Modernità e dominio sulla natura

Modernità e dominio sulla natura

Francesco Bacone teorizzò la conoscenza della natura attraverso l’uso del metodo sperimentale, l’unico ritenuto in grado di comprenderla con la formulazione di ipotesi da verificare con l’esperienza e sempre replicabili. Questo permise di superare il timore e la conseguente riverenza religiosa verso la natura. Il metodo scientifico “denaturalizzò”, usando un termine del Galimberti in Psiche e techne, il rapporto fra uomo e natura, trasformando lo sguardo riverente dei filosofi rinascimentali come Bruno e Campanella in uno sguardo matematico indifferente sempre alla ricerca di conferme per le ipotesi concepite meccanicamente, le uniche conoscibili e verificabili con la ragione. Contribuì alla teorizzazione di questo percorso anche Galileo Galilei (1564 – 1642) che, nell’operetta il “Saggiatore” del 1623, sostenne che il “gran libro della natura” fosse scritto in termini matematici e che esso potesse essere compreso solo attraverso l’uso di tale linguaggio. La modernità ha inizio con questo assioma. Lo scienziato e filosofo francese Cartesio (1596 – 1650) con la sua ricerca di una sintesi della filosofia meccanicistica moderna nella sua opera “Discorso sul metodo” (1637) fondò un metodo filosofico nuovo, con le sue regole principali e una morale provvisoria: al dubbio sistematico venne contrapposta la verità del nuovo sistema filosofico, il cogito ergo sum, cioè l’essenza umana tutta racchiusa nel pensiero, nell’essere. Cartesio, nei Principia philosophiae (1644), portò a termine il suo lavoro definendo la natura come pura estensione riducibile a termini matematici, senza alcuna forza vitale, utilizzando allo scopo il dualismo assoluto fra la res cogitans, l’anima, e la res extensa, la corporeità, l’una negazione dell’altra. Questa negazione di una qualsiasi vitalità al di fuori dell’uomo arrivò a coinvolgere anche gli animali, considerati alla stregua di macchine con reazioni meccaniche.

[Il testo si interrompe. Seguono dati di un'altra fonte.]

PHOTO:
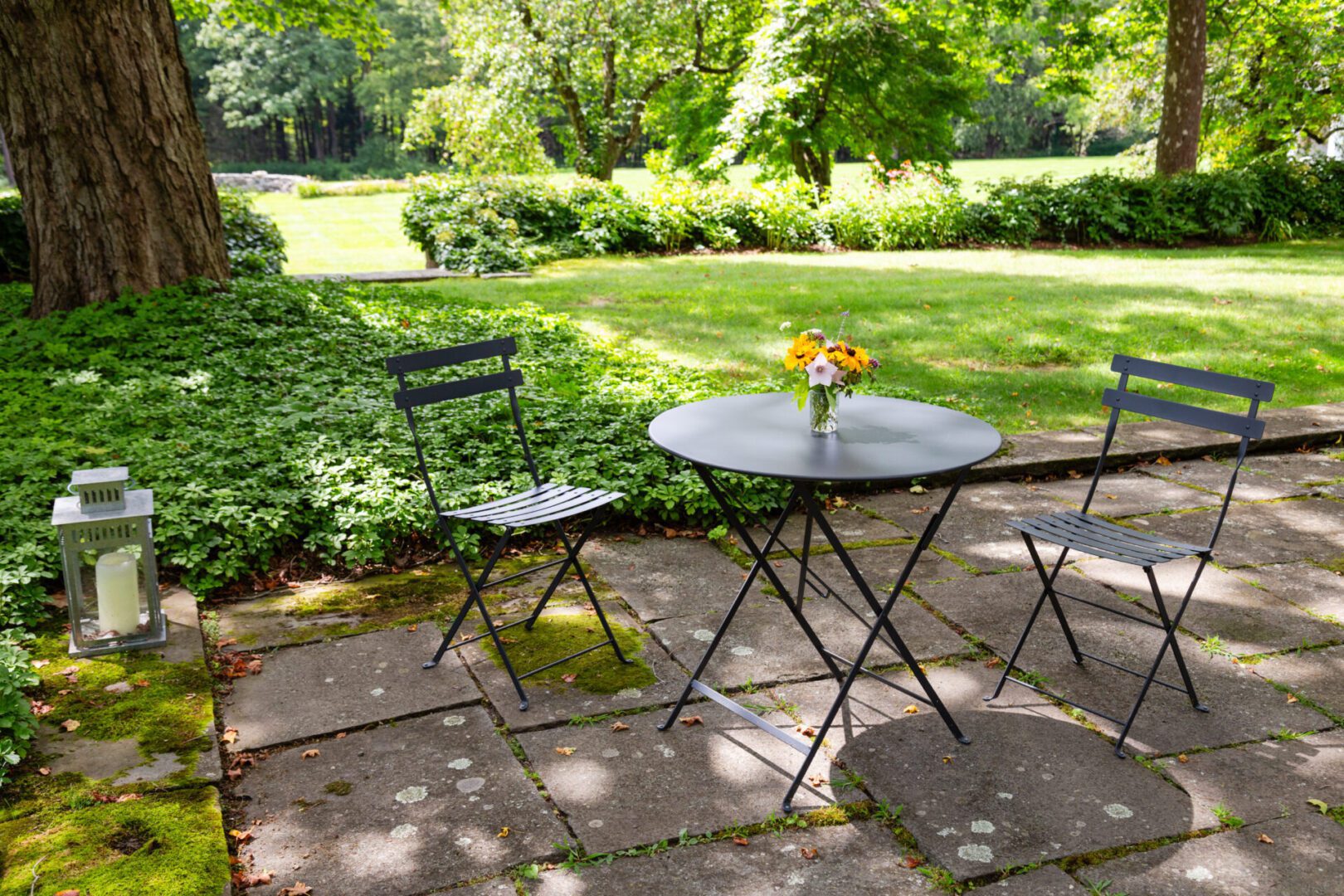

La trasformazione della realtà naturale in oggetto di indagine scientifica, aprì la strada allo sfruttamento della natura attraverso l’uso della tecnica, alla ricerca di un continuo e progressivo miglioramento delle condizioni di vita dell’uomo. La tecnologia, unita alla rivoluzione industriale, divenne la migliore risposta umana alla necessità di dominare la terra e di superare lo stato di sussistenza, così fortemente legato, sino alla prima rivoluzione industriale inglese, ai tempi delle stagioni ed agli eventi ambientali. Molti studiosi cominciarono a ricercare i modi di governare le forze naturali attraverso la scoperta di leggi scientifiche. Isaac Newton (1642 – 1727), riprendendo gli assiomi formulati da Galilei e Cartesio, applicò il modello meccanicistico alla natura, James Watt (1736 – 1819) apportò perfezionamenti essenziali per l’utilizzo dell’energia presente in natura nelle macchine termiche e Sadi Carnot (1796 – 1832), cercò, attraverso la definizione di leggi fisiche, di descrivere questi fenomeni naturali in modo da poterli padroneggiare.